Наши времена [Тевье Григорьевич Ген] (fb2) читать постранично, страница - 2


 [Настройки текста]  [Cбросить фильтры]

Когда пыль улеглась, можно было увидеть беспорядочную кучу бревен и досок, в большинстве — сплошная труха, одно гнилье. Михл с самого утра ходит по двору, как курица, у которой сломали насест, роется в мусоре, отбирает все, что может пригодиться в хозяйстве, собирает разные дощечки, щитки для балкона новой квартиры; дощечек и щитков хватит уже не на один балкон, но он все еще что-то ищет, роет, копает.

Что он там найдет? Какие сокровища припрятаны для него в этой свалке? Разве мало вещей пришлось выбросить за ненадобностью? Две керосинки, два керогаза, примус. Ита попыталась их продать, охотников не нашлось, только пожимали плечами, тогда она решила отдать даром, опять же морщились. Швырнуть на свалку — рука не поднималась, столько лет они шумели, коптили, чадили, глотали целые бидоны керосину. Ита поместила керогазы в углу на балконе, прикрыла, словно покойников, черным платком, а керосинки и примус поставила во дворе на видном месте, поближе к улице — кому нужно, пусть возьмет. Но даже утильщик не явился. Мальчишки стали играть ими, как мячами, бросали, швыряли во все стороны, пока истерзанная машинерия не упала в канаву, где и нашла наконец в стоячей воде свой вечный покой.

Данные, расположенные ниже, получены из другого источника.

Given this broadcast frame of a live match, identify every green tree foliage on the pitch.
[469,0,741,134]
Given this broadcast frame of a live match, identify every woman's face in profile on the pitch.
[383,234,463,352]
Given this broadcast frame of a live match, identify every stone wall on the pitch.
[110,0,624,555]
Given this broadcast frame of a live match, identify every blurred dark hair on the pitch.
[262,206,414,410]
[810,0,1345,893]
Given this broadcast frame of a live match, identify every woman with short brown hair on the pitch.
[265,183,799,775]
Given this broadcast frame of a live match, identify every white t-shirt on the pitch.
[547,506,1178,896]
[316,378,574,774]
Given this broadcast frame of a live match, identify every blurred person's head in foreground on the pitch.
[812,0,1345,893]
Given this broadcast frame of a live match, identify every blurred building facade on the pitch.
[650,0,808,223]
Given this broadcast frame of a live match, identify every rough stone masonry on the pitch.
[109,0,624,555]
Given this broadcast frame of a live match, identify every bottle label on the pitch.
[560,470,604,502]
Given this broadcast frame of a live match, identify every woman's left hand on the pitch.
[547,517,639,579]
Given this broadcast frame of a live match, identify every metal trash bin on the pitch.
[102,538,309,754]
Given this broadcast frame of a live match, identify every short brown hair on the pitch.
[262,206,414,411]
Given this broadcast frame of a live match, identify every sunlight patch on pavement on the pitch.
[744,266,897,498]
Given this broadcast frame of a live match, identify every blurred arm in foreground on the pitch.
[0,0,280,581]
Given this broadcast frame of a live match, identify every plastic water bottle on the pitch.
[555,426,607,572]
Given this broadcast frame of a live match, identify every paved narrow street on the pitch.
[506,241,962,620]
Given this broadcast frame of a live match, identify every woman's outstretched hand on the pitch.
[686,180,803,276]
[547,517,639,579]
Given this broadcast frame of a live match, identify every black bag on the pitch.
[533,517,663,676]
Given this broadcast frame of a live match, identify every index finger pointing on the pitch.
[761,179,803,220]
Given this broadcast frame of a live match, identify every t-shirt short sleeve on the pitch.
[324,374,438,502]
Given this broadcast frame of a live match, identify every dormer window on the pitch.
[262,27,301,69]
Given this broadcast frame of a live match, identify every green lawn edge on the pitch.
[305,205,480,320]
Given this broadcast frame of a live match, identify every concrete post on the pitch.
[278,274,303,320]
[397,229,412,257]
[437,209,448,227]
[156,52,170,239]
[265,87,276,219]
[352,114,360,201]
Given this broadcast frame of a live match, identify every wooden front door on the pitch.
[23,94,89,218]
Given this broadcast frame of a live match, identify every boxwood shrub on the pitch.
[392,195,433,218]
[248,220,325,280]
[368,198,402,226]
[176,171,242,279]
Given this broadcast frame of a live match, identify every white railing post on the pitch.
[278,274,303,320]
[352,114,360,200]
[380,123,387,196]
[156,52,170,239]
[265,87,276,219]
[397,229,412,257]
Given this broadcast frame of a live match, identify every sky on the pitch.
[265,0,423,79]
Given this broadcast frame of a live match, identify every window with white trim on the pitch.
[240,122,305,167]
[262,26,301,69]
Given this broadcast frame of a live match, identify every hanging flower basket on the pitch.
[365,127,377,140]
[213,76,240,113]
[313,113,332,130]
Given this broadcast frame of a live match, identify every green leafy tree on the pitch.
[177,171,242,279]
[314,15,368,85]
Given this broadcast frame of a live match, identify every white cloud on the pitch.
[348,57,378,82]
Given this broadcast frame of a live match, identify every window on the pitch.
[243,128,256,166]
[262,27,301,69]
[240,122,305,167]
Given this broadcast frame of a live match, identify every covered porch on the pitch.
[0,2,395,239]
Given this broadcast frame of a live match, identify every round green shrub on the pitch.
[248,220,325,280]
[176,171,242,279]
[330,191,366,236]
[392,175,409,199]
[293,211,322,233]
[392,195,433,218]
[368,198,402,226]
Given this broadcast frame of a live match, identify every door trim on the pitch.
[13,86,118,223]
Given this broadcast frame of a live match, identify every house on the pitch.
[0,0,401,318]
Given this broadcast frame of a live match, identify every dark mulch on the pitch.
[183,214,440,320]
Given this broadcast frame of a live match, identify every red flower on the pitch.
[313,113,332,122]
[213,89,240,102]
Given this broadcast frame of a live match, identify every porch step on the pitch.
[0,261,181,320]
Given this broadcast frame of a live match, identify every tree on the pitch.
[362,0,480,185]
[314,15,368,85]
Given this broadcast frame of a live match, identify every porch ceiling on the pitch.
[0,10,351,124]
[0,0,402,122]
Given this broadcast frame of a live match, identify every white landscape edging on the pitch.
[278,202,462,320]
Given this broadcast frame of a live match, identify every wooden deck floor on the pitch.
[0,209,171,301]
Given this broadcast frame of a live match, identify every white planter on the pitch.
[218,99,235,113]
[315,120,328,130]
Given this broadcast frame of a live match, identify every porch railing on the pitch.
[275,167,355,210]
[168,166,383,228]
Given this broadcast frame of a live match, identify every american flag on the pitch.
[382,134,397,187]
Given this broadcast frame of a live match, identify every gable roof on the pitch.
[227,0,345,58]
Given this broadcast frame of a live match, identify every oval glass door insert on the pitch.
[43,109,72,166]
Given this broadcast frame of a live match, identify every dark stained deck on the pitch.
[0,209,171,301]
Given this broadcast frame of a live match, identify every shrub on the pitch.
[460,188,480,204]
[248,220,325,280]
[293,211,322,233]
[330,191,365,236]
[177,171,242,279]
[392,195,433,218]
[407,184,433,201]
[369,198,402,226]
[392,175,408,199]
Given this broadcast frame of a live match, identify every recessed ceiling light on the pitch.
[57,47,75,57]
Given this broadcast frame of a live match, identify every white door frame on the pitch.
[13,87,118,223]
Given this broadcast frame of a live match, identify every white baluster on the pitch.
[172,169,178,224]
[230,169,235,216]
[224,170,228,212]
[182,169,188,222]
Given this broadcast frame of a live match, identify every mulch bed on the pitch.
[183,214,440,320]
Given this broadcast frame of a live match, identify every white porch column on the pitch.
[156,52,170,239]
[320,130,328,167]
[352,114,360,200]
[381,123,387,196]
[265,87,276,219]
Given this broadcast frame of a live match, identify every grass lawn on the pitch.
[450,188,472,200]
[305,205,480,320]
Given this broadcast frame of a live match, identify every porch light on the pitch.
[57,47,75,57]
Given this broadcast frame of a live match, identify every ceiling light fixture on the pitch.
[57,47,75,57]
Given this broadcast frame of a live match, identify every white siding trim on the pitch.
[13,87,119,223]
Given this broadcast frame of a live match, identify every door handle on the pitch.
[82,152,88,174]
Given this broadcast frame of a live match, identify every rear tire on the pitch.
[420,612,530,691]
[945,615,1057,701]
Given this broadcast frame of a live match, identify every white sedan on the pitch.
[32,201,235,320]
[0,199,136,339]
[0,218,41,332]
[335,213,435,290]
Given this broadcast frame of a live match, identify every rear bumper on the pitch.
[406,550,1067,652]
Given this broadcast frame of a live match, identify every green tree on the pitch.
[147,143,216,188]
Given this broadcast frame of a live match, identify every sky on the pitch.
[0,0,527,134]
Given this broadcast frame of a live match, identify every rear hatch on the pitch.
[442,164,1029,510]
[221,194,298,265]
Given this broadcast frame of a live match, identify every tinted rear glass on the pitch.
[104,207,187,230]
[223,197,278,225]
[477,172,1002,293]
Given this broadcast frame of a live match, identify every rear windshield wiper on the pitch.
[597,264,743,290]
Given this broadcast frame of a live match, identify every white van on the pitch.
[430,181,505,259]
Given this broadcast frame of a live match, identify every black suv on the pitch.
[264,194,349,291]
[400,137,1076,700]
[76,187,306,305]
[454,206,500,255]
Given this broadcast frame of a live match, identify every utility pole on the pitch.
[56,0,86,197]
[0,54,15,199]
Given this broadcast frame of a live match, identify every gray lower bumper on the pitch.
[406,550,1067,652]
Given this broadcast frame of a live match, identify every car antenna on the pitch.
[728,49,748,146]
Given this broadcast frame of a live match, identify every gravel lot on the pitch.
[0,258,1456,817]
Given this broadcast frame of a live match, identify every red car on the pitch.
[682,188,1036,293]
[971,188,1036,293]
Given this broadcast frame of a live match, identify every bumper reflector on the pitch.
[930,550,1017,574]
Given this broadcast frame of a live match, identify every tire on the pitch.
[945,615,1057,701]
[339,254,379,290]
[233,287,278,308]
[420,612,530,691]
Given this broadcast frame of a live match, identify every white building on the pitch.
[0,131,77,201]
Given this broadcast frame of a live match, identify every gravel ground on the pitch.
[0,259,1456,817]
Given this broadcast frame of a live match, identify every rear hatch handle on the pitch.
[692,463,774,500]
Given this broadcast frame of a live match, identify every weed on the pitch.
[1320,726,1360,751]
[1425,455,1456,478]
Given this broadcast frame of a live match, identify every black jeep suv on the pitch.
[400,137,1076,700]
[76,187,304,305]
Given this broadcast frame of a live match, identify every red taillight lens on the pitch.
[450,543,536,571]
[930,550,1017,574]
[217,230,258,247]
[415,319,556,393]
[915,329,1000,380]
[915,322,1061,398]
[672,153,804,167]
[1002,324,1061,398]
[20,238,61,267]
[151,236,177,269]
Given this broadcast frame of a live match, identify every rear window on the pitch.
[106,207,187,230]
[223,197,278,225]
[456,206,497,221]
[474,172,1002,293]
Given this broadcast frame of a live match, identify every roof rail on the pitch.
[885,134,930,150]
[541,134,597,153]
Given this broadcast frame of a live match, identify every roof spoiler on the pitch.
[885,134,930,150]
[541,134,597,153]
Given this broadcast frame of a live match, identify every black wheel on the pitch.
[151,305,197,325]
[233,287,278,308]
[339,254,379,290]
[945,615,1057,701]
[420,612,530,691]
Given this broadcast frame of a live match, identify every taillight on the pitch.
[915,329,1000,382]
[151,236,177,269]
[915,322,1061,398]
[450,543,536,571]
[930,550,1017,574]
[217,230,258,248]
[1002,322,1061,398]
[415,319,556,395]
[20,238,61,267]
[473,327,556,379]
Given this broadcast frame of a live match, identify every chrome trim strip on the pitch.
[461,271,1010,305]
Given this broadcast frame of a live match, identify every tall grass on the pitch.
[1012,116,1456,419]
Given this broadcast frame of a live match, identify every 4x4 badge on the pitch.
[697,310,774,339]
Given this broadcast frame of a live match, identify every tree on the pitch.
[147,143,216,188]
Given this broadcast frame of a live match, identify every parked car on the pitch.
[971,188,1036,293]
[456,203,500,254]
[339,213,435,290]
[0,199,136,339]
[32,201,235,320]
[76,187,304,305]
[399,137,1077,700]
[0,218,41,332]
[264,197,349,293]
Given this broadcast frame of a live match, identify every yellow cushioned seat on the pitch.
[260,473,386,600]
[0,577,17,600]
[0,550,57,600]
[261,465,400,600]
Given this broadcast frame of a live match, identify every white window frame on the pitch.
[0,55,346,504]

Раньше, в своей хате, Ита из низкого оконца видела у прохожих только ноги, она говорила, что целый день у нее колени в глазах. Теперь она видит человека всего, с ног до головы. Что бы Ита ни делала, она должна посмотреть в окно. Когда она стоит у плиты, один глаз смотрит в кастрюлю, другой — на улицу. Ополоснет тарелку — глянет в окно, вытирает ее — опять взглянет. Там, на улице, беспрерывно происходят события, которые она должна непременно видеть. Все же еще остается достаточно времени и для домоводства. Не нужно тащить дрова из сарая, не надо топить печь, бегать за керосином. Зажгла спичку, поднесла к горелке — и уже горит синий трепещущий цветочек, одно удовольствие. Поставишь на плиту варить обед и не успеваешь открывать крышки кастрюль — кипит, бежит. Бог ты мой, сколько времени уходило на то, чтобы сварить на керосинке мясной суп, фитили то вытягивались вверх, грозя пожаром, то вовсе пропадали, будто канули в преисподнюю.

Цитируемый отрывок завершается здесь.